Partners Produce Problems – EnTeam Academic Game

Purpose 

To work together and serve as many bank customers as possible in two minutes in practicing working with coins. 

Requirements 

  • Time: 35-45 minutes per match 
  • Number of Players: 3 or more 
  • Age range: 1st grade and up – dependent on problems 
  • Space: Space for partners to work together (table or online webcam)
  • Equipment: Each banker needs an online device with access to shared documents and coins (optional – can be helpful for younger players)
  • Prerequisites: None

How to Play 

  1. Divide the group into pairs. 
  2. Each player will open a document, write today’s date and their name at the top. Players write their partner’s name under their name. 
  3. Players will share their document with their partner.
  4. Players are the bankers at Coins-Only Bank. 
  5. Their job is to serve as many customers as possible in two minutes.
  6. Customers are in a long line waiting to withdraw their money.  
    1. Every customer wants to withdraw a different amount of money.
  7. Bankers only have pennies, nickels, dimes, and quarters to give your customers. 
  8. Another banker (your partner) must check that you give the right amount of money.
  9. Game Step 1:
    • Banker A imagines a scenario with the amount of money customer 1 wants to withdraw and tells Banker B the amount for customer 1.
    • Banker B imagines a scenario with the amount of money customer 2 wants to withdraw and tells Banker A the amount for customer 2.
  10. Game Step 2:
    • Banker B writes 3 different combinations of coins to give customer 1.
    • Banker A writes 3 different combinations of coins to give customer 2.
  11. Game Step 3:
    • Banker B writes 3 equations to check A’s payments to customer 2.
    • Banker A writes 3 equations to check B’s payments to customer 1.

Rules 

  1. Each partner makes up scenarios for the other partner to solve.
  2. Each scenario must be different and each combination of coins must be different.
  3. Partners can talk together, but each partner must do his or her own work.
  4. The teacher defines the type of scenario that partners will create.

Scoring 

  • Score 1 point for each pair of correct answers written by different partners.
  • If one partner answers 3 problems correctly and the other partner answers 1 problem correctly, the score for both partners is 1 point.

Debrief Questions

The purpose of debriefing is to develop strategies that will improve your performance and to recognize how these lessons apply to everyday life. To facilitate a successful debrief, facilitators must observe participants and ask engaging questions that spark thoughtful reflection. If we don’t debrief, we don’t learn!

What happened?

What did you see? What did you hear? What was the score?

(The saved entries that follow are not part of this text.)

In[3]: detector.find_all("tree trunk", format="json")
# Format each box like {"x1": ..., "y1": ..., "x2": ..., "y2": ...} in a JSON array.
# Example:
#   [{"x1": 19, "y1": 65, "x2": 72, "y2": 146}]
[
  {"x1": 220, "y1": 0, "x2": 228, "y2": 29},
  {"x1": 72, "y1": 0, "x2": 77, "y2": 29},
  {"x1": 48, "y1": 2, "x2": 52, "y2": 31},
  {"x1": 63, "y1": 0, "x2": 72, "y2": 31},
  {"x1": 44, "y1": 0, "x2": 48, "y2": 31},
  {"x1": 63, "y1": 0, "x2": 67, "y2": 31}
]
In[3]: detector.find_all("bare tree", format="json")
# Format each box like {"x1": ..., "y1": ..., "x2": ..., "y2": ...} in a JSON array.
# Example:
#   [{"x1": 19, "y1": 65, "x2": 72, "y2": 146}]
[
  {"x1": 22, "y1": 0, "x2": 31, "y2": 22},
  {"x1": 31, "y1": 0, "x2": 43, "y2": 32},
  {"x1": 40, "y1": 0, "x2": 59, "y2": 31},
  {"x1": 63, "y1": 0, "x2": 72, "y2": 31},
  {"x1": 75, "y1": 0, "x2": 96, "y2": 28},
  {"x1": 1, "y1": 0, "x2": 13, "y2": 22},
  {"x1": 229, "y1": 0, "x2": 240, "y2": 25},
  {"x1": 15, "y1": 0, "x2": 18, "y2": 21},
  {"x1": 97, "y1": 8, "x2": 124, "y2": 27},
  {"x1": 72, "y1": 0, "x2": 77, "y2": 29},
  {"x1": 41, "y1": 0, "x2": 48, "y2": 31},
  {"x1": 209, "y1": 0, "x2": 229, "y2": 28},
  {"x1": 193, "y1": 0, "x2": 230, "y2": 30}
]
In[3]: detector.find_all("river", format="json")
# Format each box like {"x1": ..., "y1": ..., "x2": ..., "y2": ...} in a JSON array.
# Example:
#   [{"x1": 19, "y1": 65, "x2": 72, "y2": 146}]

What worked? What didn’t work?

How did people feel? What issue(s) came up? What issue(s) remain?

So what? 

What did we learn?

How does this experience relate to other experiences?

Why are we doing this? How is it relevant to us? 

Now what? 

How could we improve our score in this activity?

How can we work together better?

How could we apply lessons learned outside of the game? 

Digging Deeper 

  • Did anyone feel reluctant to share strategies?
    • Why? Are you still in a win-lose mindset?
    • If we are trying to improve collective achievement, who are you benefitting when you withhold strategies from other teams?